67 Prenons bien notre temps, ne soyez donc pas pressés. Voyez? Ce sont… Détendons-nous, soyons en prière. Qui sait si Dieu vous visitera ce soir? Ceci peut être votre tour. Très bien. Voici mes – le frère. Je peux prendre ce micro- ci, afin que je puisse vous parler un tout petit peu.
Comme vous êtes – vous êtes le premier patient, c’est parfois…la raison pour laquelle je commence la ligne de prière, c’est afin que le – le premier patient, si je peux lui parler assez longtemps pour obtenir que l’onction descende sur moi… Vous voyez? Et après avoir prêché, il y a une onction, puis il y a – il y a une autre onction. Et je dois avoir celle-là sur moi, avant que je sache de quoi je parle. Et il n’y a rien qui se fait par moi-même. Tout se fait entièrement par Dieu. Voyez-vous? Et maintenant, vous êtes un croyant. Vous croyez. J’en suis sûr. Voyez-vous? Je crois que vous êtes sincère. Et je crois que – que Dieu vous viendra en aide…?… C’est votre problème.

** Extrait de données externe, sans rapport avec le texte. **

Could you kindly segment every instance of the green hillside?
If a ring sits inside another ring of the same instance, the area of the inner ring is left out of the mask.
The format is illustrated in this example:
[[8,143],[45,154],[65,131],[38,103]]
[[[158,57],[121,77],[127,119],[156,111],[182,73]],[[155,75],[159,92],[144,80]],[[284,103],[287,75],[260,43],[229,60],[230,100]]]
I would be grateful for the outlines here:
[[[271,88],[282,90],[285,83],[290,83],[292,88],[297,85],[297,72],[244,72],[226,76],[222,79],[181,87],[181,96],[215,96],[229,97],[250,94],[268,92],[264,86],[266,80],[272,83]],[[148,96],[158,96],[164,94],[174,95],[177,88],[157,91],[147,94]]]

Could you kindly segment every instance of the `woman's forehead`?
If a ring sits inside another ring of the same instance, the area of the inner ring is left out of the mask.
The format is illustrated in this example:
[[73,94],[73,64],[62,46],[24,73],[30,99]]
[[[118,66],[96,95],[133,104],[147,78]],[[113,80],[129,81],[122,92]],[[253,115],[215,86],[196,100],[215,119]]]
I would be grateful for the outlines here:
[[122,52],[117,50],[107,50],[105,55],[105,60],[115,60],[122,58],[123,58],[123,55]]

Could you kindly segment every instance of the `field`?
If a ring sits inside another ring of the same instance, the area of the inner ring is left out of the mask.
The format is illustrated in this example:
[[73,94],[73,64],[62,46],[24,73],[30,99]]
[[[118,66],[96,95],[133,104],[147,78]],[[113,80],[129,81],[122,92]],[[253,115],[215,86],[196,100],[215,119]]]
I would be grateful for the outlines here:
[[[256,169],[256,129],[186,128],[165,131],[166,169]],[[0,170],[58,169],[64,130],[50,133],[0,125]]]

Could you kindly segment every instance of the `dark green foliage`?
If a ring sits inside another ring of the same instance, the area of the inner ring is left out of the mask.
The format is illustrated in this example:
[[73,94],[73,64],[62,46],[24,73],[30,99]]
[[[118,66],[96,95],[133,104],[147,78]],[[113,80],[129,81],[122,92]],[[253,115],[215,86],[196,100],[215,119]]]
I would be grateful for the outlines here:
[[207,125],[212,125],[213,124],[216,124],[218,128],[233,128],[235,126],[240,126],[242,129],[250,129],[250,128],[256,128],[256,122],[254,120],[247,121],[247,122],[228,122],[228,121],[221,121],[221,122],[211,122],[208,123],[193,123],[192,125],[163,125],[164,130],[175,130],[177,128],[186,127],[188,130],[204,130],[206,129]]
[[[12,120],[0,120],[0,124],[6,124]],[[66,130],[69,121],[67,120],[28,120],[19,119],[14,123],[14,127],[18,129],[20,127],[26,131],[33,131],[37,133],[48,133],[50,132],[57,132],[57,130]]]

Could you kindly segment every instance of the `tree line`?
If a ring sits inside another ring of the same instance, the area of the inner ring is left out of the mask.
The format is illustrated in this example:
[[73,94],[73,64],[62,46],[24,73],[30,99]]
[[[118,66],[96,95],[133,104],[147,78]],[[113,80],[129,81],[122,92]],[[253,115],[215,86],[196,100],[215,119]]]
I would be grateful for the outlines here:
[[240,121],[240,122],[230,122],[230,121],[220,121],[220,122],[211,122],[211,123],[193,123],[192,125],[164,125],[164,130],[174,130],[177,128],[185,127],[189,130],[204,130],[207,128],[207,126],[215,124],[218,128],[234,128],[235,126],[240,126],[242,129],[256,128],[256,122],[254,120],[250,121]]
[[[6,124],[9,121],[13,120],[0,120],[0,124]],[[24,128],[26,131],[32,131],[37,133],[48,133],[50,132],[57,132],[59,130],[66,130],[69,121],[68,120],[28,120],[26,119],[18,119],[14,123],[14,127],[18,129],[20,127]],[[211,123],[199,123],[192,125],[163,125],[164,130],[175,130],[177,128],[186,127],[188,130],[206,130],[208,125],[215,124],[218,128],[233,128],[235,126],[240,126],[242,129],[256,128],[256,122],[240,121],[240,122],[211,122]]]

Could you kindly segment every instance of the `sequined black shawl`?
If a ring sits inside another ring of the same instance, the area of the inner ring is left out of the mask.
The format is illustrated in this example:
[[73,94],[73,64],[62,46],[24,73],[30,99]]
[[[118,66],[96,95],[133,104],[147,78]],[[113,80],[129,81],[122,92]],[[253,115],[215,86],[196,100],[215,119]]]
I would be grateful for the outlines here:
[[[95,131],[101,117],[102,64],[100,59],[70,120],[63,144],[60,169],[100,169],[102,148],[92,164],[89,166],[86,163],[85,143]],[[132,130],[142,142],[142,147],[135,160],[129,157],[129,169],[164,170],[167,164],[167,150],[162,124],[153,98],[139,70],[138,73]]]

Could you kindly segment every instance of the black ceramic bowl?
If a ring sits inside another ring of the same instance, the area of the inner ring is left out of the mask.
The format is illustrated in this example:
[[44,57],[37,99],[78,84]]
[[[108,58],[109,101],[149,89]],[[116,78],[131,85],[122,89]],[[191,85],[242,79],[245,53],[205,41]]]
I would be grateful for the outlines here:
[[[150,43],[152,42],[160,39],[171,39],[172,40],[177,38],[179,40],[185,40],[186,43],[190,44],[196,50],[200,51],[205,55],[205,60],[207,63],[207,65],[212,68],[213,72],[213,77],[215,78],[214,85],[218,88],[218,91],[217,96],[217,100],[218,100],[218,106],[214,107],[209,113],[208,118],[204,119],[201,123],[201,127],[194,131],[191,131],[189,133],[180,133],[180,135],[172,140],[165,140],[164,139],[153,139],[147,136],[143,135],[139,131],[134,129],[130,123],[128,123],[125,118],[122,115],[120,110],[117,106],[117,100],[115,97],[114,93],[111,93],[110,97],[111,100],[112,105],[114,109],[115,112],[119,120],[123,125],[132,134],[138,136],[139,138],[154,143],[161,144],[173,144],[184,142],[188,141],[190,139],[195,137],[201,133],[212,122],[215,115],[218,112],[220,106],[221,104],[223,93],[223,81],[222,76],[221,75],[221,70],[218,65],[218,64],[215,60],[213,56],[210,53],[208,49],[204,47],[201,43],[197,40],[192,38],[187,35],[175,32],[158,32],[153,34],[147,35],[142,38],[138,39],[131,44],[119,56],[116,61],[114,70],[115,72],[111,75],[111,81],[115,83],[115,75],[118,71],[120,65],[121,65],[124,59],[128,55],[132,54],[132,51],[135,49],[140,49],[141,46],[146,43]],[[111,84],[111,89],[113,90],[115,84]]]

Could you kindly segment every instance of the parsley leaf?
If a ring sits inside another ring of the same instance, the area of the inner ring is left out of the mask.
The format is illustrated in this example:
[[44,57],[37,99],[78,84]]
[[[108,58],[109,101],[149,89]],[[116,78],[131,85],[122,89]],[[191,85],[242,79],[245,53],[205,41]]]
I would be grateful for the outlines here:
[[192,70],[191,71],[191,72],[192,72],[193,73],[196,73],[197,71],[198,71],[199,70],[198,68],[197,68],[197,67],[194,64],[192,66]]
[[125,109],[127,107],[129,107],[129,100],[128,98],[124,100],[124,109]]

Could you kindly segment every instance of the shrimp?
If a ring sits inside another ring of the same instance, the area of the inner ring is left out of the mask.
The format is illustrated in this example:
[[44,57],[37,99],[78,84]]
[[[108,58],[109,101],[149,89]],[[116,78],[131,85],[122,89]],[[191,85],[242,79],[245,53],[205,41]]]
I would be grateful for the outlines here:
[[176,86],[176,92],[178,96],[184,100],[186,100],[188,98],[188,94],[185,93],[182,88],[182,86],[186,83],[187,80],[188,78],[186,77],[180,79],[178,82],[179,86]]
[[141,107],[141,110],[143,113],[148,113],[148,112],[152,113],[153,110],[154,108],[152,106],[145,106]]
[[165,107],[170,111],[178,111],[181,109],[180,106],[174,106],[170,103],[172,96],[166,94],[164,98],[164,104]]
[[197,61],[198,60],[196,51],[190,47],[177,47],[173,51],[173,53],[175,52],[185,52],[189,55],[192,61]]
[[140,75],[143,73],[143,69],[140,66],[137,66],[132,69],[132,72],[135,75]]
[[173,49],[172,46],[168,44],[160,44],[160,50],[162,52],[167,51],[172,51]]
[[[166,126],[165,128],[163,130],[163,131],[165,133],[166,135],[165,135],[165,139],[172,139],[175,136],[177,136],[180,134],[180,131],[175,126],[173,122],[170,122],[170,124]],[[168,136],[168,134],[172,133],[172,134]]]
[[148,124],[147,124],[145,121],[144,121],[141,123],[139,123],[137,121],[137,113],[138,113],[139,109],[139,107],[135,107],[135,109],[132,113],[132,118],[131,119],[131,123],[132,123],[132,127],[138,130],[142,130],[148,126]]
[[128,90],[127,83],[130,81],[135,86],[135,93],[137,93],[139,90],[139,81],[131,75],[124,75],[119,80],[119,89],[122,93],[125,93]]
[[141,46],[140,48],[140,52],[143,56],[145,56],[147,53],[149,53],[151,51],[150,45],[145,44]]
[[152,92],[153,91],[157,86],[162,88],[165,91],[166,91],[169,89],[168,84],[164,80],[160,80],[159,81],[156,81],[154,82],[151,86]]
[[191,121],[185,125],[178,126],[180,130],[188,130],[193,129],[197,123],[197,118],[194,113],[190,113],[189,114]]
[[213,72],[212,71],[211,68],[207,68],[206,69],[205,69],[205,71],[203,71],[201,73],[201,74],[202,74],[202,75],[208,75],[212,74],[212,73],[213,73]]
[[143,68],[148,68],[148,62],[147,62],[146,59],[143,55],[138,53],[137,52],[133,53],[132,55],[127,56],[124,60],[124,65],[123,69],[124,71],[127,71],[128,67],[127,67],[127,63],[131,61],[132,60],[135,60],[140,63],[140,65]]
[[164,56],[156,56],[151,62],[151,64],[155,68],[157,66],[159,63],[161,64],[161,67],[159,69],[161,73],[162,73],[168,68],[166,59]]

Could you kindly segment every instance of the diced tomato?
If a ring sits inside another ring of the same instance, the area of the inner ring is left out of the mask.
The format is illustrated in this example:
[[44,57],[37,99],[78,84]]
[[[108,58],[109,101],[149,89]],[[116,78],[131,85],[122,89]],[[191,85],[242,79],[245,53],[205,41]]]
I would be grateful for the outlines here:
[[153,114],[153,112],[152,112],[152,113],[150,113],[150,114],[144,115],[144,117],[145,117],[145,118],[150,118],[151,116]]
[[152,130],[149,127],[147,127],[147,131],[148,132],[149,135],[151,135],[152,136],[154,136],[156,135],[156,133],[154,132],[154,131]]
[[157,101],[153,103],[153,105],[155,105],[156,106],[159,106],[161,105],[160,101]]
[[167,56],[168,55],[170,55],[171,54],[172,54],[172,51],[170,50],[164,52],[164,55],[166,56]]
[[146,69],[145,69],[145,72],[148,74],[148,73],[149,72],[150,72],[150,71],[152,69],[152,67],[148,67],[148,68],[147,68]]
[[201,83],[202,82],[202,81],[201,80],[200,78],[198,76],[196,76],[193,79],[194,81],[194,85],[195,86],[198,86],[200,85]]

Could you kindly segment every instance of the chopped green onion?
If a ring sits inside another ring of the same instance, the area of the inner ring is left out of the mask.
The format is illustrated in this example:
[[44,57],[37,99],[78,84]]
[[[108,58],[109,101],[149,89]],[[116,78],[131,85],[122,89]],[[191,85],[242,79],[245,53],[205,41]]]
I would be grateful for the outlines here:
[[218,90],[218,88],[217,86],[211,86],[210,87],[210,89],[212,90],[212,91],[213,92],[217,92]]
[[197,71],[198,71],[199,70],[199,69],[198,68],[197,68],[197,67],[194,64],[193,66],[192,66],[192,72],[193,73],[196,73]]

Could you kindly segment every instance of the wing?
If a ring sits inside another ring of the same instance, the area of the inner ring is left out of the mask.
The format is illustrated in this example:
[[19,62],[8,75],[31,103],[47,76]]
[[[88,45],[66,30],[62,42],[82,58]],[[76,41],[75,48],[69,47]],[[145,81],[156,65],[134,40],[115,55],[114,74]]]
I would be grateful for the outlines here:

68 Eh bien, moi, ne vous connaissant pas, et ne sachant rien du tout à votre sujet, vous êtes venu ici cet après-midi, et – et le jeune garçon vous a donné une carte de prière, vous avez regardé là-dessus; il y a un numéro là-dessus, vous avez inscrit votre nom et tout le reste là-dessus. Et puis ce soir, lorsque votre numéro a été appelé, vous… C’est tout ce qu’il y a, vous vous êtes simplement avancé. C’est tout ce qu’il y a à ce sujet. Vous êtes un inconnu. Et moi je suis un inconnu.
Eh bien, il - il y a un Dieu au Ciel qui connaît tout. Il n’y a pas de secret pour Lui. Et Il révèle Ses secrets à Ses serviteurs, Ses prophètes et Il les révèle.

69 Vous vous souvenez de Daniel, comment il avait fait connaître le songe du roi. Comment Jésus avait vu Nathanaël venir et lui a dit qui – qu’il priait ardemment juste avant qu’il vienne. Croyez-vous que ce même Jésus existe aujourd’hui? Assurément qu’Il existe, cependant…?… Très bien. Vous croyez que je suis Son prophète, non pas par un quelconque mérite de ma part, mais par Sa grâce souveraine, Il a vu cela avant le commencement du monde, et Il a ordonné que je fasse cette oeuvre pour Lui… Eh bien, je ne fais pas cela pour moi. Très bien.
Je vous parle simplement, pour - c’est comme Jésus a fait avec la femme au puits, pour voir si je peux obtenir comme…?… ce qu’est votre problème. Voyez-vous?

70 Eh bien, j’espère qu’Il fera cela, qu’Il accordera de la miséricorde. S’Il ne le fait pas, eh bien, je ne sais tout simplement pas. Mais votre - votre maladie est dans le flanc. Est-ce vrai? Si c’est vrai, levez la main. Je vous vois vous tenir souvent le flanc : il y a une douleur. Cela est causé par un accident, une chute (est-ce vrai?), depuis l’échafaud. Est-ce vrai? Oui, oui. Ce que cela a fait, c’est que ça vous a ébranlé, ça a fait éclater le tissu dans le flanc. Est-ce que ces choses sont vraies, monsieur? Est-ce vrai ce que j’ai dit? Eh bien, si cela est vrai, tournez-vous simplement vers l’auditoire, afin qu’ils voient. Est-ce vrai?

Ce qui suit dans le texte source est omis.